Re: [PATCH] Athlon Prefetch workaround for 2.6.0test6

From: Andi Kleen
Date: Mon Sep 29 2003 - 12:54:16 EST


> I'm not 100% sure, but I see some possible dangerous race conditions.

Thanks for the review.
>
> 1. Userspace thread A has a page fault at CS:EIP == 0x000f:0xbffff000.
>
> Simultaneously, userspace thread B calls modify_ldt() to change
> the LDT descriptor base to 0x40000000.
>
> The LDT descriptor is changed after A enters the page fault
> handler, but before it takes mmap_sem. This can happen on SMP or
> on a pre-empt kernel.
>
> __is_prefetch() calls __get_user(0xfffff000), or whatever
> address userspace wants to trick it into reading.
>
> Result: unpriveleged userspace causes an MMIO read and crashes
> the system, or worse.


Ok, I added access_ok() checks when the fault came from ring 3 code.

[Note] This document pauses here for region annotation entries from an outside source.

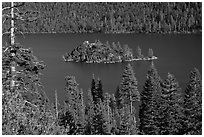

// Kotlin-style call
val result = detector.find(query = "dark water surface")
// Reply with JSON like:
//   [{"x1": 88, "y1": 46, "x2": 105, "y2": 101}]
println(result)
[{"x1": 3, "y1": 34, "x2": 202, "y2": 102}]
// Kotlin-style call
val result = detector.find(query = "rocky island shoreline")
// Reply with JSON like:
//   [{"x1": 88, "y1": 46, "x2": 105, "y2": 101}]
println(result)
[{"x1": 62, "y1": 40, "x2": 158, "y2": 63}]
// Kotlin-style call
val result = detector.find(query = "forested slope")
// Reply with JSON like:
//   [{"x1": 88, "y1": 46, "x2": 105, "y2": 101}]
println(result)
[{"x1": 3, "y1": 2, "x2": 202, "y2": 33}]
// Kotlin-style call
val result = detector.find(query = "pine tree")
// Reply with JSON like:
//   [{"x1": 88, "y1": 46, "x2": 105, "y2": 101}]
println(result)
[
  {"x1": 119, "y1": 105, "x2": 138, "y2": 135},
  {"x1": 117, "y1": 64, "x2": 140, "y2": 106},
  {"x1": 160, "y1": 73, "x2": 184, "y2": 135},
  {"x1": 184, "y1": 68, "x2": 202, "y2": 135},
  {"x1": 91, "y1": 75, "x2": 104, "y2": 104},
  {"x1": 65, "y1": 76, "x2": 85, "y2": 134},
  {"x1": 148, "y1": 49, "x2": 153, "y2": 58},
  {"x1": 139, "y1": 62, "x2": 161, "y2": 135},
  {"x1": 102, "y1": 93, "x2": 117, "y2": 134},
  {"x1": 2, "y1": 2, "x2": 48, "y2": 135},
  {"x1": 85, "y1": 90, "x2": 107, "y2": 135}
]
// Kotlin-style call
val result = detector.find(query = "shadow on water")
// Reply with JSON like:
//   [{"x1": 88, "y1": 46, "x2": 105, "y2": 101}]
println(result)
[{"x1": 2, "y1": 34, "x2": 202, "y2": 104}]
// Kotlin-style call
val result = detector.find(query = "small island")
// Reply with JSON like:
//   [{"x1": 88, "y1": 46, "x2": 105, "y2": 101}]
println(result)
[{"x1": 63, "y1": 40, "x2": 157, "y2": 63}]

That should catch everything.

I guess they should be added to the AMD64 version too. It ignores
all bases, but I'm not sure if the CPU catches the case where the linear
address computation wraps.

>
> 2. segment_base sets "desc = (u32 *)&cpu_gdt_table[smp_processor_id()]".
>
> Pre-empt switches CPU.

True. Fixed.

>
> desc now points to the _old_ CPU, where the GDT for this task is
> no longer valid, and that is read in the next few lines.
>
> I think for completeness you should check the segment type and limit
> too (because they can be changed, see 1.). These are easier to check
> than they look (w.r.t. 16 bit segments etc.): you don't have to decode
> the descriptor; just use the "lar" and "lsl" instructions.

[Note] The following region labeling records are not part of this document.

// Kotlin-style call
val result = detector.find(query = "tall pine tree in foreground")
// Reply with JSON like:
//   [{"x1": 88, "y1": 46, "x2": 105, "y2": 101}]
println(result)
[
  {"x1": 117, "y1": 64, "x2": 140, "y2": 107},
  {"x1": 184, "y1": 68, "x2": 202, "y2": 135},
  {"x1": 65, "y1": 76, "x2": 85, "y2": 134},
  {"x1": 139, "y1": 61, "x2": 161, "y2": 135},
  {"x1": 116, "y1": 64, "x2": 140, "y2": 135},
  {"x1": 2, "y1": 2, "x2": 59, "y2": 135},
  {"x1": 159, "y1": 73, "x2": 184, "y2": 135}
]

I don't want to do that, the code is already too complicated and I don't
plan to reimplement an x86 here (just dealing with this segmentation
horror is bad enough)

If it gets any more complicated I would be inclined to just
handle the in kernel prefetches using __ex_table entries and give up
on user space.

The x86-64 version just ignores all bases, that should be fine
too. Anybody who uses non zero code segments likely doesn't care about
performance and won't use prefetch ;-)

-Andi

New patch with the fixes attached:

Linus, can you consider merging it?

------------------

Here is a new version of the Athlon/Opteron prefetch issue workaround
for 2.6.0test6. The issue was hit regularly by the 2.6 kernel
while doing prefetches on NULL terminated hlists.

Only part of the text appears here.